Heme Communication Revealed by Asymmetry
An electronic bus bar is an electrical conductor that connects several circuits. Świerczek et al. (p. 451) now find that a similar strategy is used by the protein cytochrome bc1 that plays a central role in cellular respiration and photosynthesis. Protein engineering was used to break the symmetry of a cytochrome bc1 homodimer, which revealed that the dimer is bridged by electron transfer between two hemes. This allows electrons to move freely within and between dimers to distribute between four catalytic sites.
Brain Over Muscle
Mutations in the gene encoding the Kir6.2 subunit of the adenosine triphosphate (ATP)–sensitive potassium (KATP) channel cause a specific type of neonatal diabetes in humans, known as iDEND, which is often accompanied by muscle weakness of unknown etiology. By studying mice expressing the mutant gene only in muscle or only in nerve, Clark et al. (p. 458, published online 1 July) found that the motor impairments originate from inappropriate activation of the channel in the central nervous system rather than in muscle. Patients with iDEND are often treated with sulphonylurea therapies that block KATP channels in both brain and muscle, and these drugs can have adverse effects on heart muscle. Drugs with greater specificity for KATP channels in the brain may thus be a safer option.
A New Look at Old Data
Although the full genome of Caenorhabditis elegans has been available for over 10 years, only a portion of the full-length messenger RNAs (mRNAs) and their expression through development has been analyzed. By combining multiple methods, involving a careful reannotation of existing data sets, sequencing of poly-A captured RNAs from multiple developmental stages, as well as cloning and deep sequencing of a subset of genes, Mangone et al. (p. 432, published online 3 June) defined ∼26,000 distinct mRNA three-prime untranslated regions (3′UTRs) for ∼85% of the protein-coding genes. Most C. elegans genes have more than one 3′UTR, arising through different mechanisms including trans-splicing–coupled cleavage and polyadenylation.
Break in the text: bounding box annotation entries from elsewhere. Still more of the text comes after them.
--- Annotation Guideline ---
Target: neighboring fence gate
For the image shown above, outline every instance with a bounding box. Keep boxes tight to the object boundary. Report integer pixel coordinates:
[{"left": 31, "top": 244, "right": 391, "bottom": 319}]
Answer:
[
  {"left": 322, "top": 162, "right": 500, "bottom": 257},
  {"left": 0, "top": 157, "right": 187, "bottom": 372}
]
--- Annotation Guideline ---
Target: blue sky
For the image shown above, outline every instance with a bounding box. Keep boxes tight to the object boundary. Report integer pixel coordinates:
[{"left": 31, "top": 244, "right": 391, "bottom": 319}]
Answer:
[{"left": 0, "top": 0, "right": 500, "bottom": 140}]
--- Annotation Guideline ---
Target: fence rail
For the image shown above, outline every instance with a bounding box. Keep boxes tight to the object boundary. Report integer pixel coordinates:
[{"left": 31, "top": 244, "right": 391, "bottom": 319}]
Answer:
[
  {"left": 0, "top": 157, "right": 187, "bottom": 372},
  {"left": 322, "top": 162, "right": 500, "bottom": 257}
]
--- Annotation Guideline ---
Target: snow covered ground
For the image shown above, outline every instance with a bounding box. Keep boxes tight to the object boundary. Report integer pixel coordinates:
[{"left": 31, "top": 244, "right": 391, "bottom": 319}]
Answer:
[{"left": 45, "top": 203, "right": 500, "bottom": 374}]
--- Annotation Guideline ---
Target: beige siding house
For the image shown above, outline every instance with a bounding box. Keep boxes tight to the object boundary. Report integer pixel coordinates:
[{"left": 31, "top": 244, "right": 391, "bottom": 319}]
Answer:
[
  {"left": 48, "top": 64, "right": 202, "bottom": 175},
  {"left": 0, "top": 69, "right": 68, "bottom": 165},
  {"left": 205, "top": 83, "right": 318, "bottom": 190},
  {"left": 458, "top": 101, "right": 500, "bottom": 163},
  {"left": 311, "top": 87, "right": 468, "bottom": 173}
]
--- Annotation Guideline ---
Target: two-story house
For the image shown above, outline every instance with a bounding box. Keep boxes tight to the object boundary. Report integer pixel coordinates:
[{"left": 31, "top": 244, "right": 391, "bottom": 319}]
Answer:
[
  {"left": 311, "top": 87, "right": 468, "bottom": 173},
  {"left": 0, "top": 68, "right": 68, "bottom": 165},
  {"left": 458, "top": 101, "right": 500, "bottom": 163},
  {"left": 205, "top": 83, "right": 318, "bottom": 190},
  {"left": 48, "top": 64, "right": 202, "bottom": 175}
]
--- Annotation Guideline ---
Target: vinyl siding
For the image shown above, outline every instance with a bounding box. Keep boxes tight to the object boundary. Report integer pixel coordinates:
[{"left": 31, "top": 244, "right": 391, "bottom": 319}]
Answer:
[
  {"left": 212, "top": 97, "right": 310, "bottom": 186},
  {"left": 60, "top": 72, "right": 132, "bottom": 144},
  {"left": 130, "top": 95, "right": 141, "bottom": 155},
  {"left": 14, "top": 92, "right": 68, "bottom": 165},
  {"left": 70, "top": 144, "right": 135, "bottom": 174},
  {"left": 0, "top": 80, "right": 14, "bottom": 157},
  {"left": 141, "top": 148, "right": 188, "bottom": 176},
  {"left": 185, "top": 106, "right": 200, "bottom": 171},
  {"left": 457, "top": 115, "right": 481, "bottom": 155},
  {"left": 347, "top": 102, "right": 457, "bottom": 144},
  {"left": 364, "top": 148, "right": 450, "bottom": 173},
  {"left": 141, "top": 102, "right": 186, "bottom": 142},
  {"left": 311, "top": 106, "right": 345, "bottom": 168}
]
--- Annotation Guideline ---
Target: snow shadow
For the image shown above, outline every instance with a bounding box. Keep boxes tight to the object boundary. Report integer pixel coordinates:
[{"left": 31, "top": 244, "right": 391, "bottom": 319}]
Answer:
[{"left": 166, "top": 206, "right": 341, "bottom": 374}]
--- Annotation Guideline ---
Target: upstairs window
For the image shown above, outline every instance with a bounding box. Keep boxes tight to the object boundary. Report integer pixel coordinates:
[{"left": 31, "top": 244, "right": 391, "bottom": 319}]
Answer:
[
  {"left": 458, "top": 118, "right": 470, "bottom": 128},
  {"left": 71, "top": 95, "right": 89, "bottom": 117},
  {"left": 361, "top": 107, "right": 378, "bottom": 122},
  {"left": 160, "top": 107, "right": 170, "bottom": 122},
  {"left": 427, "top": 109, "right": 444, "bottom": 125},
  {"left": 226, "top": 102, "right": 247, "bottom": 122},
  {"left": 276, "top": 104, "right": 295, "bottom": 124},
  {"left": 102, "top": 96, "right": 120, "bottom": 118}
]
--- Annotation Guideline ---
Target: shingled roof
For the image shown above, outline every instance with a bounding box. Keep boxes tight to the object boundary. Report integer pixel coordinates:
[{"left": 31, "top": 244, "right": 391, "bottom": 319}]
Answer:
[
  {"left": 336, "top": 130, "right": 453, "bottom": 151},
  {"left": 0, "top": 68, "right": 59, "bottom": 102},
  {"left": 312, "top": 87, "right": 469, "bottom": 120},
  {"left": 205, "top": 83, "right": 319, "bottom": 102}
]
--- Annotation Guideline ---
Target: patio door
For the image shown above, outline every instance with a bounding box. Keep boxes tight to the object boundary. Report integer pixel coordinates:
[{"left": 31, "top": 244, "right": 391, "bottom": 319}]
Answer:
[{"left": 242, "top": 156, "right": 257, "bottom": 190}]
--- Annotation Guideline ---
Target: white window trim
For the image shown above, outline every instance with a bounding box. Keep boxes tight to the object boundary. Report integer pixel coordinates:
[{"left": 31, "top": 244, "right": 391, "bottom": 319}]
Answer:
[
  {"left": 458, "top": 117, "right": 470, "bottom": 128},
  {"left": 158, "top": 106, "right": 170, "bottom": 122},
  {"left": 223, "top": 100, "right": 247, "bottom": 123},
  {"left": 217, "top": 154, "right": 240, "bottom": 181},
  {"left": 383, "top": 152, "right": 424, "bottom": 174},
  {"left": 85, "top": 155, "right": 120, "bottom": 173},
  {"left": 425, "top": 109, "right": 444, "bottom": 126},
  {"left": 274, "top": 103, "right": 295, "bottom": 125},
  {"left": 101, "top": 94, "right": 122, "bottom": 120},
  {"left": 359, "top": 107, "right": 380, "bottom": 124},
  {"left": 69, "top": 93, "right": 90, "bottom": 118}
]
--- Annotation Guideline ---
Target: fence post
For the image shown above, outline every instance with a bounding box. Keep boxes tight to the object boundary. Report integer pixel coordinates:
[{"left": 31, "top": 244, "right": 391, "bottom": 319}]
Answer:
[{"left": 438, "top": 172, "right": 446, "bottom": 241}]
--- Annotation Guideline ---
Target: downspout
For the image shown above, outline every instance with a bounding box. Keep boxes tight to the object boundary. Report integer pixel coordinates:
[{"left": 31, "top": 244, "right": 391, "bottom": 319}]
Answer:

The work highlights the importance of the 3'UTRs in the regulation of mRNA stability and translation.
Making the Final Cut
RNA splicing, which involves selectively cutting and pasting messenger RNA to generate different proteins, is critical in regulating human physiology and diseases. However, our knowledge of the underlying rules governing splicing regulation remains incomplete. The recent emergence of next-generation sequencing and other high-throughput technologies has provided an opportunity to transform our understanding of RNA regulation. Zhang et al. (p. 439, published online 17 June) combined multiple data sets to generate a robust and relatively complete picture of splicing regulation by the mammalian neuronal splicing factor Nova in the brain. About 700 splicing events were identified, including many novel target exons, some likely to be involved in neurological disease. Combining genomic studies with computational biology also yielded insight into the regulation of alternative splicing.